The training of an Iraqi police force should be given the highest priority to help stabilise the country, aid workers warned today.
Charities including Britain's Christian Aid told UK MPs that humanitarian organisations were being targeted because they were seen as no different from coalition forces.
Iraqi civilians were also continuing to face widespread looting and an upsurge in crime due to the instability.
Appearing before the British Commons International Development Committee in London, Oliver Burch, Christian Aid’s emergency programme manager, described the situation as “really serious”.
He added that a high proportion of the Iraqi population did not differentiate humanitarian workers from the coalition soldiers.

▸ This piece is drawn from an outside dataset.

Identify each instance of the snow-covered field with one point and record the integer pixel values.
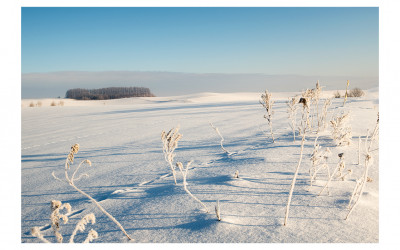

“I think there is a sense that time is really running out,” he said.
Mr Burch called for training of Iraqi security personnel to be prioritised and for a UN-led international peacekeeping effort to be also put in place.
Rob MacGillivray, of Save the Children, said the recent attack on the UN headquarters in Iraq had brought a “depreciating situation into very sharp focus”.
The panel of charity workers also called for the Coalition Provisional Authority to focus on planning for the needs of internally displaced Iraqis - many who fled following the 1991 war.
In its evidence submitted to the committee, Christian Aid described the humanitarian situation in Iraq as “not so much acute as precarious”.
It stressed that Baghdad still did not have effective sewage treatment and improvements in water supply had been disrupted due to sabotage.
Electricity supplies are estimated to be meeting just over half the current demand compared with two-thirds before the war.
Raja Jarrah, programme director of Care International, said: “We certainly feel that the prospects of improvement are no better than they were six months ago.”
He added: “There are no signs it’s going to improve in the short term.”